[I posted this question in the #dvc Discord channel, and @shcheklein suggested that other users can benefit from the discussion, so I’m copying it here]
Some time ago I asked in the forum about using DVC to manage our data on a NAS drive (Single cache or multiple caches in NAS with External Data). I got useful advice from @pmrowla , thanks, who suggested setting up a Data Registry. I did, but we are having trouble with users getting permission errors to add new datasets.
The problem is that we have some constraints that go a bit against how DVC seems to be designed for. Namely, we have a folder datasets
on the NAS with large datasets, both in size and number of files. Multiple users need to be able to save directories/files to this folder, and then add/commit/push them with DVC. We cannot have data duplication either, and the directories/files in folder datasets
need to remain there, for non-DVC users to read them.

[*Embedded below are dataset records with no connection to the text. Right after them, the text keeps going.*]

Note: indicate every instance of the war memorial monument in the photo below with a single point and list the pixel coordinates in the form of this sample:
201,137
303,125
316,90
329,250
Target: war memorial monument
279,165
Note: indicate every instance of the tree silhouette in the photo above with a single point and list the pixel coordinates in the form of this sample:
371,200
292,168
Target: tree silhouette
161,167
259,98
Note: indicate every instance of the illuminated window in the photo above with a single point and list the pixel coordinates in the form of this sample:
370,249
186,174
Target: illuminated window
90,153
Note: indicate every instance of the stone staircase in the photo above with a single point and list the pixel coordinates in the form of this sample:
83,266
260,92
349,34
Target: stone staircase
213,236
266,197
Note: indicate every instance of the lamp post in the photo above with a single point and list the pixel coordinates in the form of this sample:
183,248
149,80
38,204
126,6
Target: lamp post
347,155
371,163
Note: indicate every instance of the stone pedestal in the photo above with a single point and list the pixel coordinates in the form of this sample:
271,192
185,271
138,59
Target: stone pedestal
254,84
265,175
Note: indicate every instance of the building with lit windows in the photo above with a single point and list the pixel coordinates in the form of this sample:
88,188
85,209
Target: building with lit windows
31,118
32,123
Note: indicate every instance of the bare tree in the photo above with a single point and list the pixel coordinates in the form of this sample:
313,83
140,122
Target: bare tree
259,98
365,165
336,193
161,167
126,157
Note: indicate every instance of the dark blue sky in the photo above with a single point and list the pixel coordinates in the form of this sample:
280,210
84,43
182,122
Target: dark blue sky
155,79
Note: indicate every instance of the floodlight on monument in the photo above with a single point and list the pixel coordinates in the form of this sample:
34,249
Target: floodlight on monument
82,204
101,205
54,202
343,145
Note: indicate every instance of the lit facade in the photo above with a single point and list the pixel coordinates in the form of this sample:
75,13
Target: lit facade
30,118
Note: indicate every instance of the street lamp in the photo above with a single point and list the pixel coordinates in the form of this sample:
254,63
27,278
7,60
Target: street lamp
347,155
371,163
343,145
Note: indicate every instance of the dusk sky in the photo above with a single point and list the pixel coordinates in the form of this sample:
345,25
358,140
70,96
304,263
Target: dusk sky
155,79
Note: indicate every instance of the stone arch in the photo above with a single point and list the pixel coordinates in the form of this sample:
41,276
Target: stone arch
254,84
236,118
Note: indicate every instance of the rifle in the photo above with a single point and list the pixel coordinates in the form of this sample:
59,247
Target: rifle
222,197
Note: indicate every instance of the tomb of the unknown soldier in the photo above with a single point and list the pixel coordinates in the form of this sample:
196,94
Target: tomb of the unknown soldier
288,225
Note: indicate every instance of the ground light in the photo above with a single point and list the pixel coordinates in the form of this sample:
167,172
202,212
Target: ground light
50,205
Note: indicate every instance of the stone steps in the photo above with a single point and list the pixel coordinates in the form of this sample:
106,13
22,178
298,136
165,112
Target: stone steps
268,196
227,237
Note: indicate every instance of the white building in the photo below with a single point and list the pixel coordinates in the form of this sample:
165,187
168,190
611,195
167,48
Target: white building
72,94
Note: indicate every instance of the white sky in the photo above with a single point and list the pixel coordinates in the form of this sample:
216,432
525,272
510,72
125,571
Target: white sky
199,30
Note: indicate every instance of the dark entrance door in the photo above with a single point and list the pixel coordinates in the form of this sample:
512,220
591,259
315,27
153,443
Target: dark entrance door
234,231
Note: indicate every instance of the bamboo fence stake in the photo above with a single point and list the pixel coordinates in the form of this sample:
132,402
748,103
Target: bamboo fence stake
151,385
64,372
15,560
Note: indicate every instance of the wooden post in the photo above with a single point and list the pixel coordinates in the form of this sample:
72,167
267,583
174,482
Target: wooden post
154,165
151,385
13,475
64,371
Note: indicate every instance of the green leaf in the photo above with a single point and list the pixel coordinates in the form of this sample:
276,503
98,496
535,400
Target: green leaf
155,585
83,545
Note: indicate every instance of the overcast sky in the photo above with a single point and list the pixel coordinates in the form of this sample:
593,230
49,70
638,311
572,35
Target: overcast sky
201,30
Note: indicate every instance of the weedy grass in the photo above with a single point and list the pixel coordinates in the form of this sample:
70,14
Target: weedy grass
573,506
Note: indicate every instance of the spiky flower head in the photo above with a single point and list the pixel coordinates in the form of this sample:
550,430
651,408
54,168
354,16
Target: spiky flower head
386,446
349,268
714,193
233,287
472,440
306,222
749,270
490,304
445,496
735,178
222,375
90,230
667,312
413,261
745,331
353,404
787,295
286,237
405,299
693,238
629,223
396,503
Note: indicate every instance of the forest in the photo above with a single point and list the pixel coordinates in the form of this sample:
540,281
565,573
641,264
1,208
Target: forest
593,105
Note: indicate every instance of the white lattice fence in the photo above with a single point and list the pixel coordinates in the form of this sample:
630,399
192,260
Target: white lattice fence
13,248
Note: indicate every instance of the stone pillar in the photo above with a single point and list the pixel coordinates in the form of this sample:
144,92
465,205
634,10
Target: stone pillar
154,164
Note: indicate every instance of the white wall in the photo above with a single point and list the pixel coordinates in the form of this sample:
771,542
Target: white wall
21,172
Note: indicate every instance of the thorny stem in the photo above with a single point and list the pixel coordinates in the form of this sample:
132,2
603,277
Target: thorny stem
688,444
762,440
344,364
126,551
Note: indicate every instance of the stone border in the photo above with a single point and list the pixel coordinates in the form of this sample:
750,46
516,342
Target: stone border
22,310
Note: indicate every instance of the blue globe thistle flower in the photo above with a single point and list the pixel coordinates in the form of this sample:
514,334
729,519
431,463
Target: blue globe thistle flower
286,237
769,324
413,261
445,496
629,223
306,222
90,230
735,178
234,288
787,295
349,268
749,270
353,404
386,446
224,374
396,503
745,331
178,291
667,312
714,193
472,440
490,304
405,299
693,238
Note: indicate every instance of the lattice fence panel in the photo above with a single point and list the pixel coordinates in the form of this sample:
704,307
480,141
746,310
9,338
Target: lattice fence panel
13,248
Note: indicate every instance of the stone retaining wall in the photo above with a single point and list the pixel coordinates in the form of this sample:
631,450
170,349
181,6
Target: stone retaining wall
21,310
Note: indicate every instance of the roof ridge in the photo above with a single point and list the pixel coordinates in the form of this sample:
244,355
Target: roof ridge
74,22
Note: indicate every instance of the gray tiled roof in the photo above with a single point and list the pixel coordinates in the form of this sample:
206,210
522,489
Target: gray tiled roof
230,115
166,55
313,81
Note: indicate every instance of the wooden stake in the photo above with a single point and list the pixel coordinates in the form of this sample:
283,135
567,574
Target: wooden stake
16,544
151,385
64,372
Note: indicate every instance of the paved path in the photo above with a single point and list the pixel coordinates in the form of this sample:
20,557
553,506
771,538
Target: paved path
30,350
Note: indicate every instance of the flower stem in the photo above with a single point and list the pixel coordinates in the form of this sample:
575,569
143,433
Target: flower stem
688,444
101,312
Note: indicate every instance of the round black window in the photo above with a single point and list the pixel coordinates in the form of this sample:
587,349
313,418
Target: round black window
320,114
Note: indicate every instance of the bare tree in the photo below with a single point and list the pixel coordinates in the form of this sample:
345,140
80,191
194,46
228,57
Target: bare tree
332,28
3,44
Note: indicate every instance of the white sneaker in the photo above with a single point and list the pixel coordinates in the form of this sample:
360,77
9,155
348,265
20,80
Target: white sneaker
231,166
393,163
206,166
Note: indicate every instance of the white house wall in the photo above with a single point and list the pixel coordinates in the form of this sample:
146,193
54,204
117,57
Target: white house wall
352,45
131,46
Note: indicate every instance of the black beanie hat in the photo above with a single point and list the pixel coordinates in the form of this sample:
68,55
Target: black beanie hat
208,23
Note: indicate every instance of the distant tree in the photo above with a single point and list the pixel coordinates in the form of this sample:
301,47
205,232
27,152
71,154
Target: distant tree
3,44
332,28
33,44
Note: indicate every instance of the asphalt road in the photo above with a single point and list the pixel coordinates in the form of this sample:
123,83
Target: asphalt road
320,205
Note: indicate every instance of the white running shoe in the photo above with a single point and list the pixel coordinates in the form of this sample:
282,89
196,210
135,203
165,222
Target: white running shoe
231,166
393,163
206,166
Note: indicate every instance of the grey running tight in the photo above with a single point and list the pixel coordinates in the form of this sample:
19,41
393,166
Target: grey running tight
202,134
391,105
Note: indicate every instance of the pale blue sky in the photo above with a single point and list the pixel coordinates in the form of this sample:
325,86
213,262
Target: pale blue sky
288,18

So, our current solution is that the NAS is mounted on a server at /nas/
, and looks like this:
nas
├── dvc_cache
└── datasets
├── .dvc
├── .git
├── dataset_1
└── dataset_2
with a configuration file (hardlinks/symlinks to avoid data duplication)
[cache]
dir = /nas/dvc_cache/
shared = group
type = “hardlink,symlink”
[core]
autostage = true
But an immediate problem is that if user A does dvc add dataset_1
, and user B does dvc add dataset_2
, then user A can git commit -a
and git push
and commit/push both datasets.
Another issue we are having is that it looks like if user_A
adds a dataset, the directory created in the cache, e.g. /nas/dvc_cache/e0
, instead of having owner user_A
and group everybody
, it has both owner and group user_A
, which blocks for anybody else any dvc operations that involve /nas/dvc_cache/e0
.
My feeling is that each user should have their clone of the Data Registry on /nas
, but I’m not sure this works with the Data Registry idea. Suggestions would be very welcome, thanks!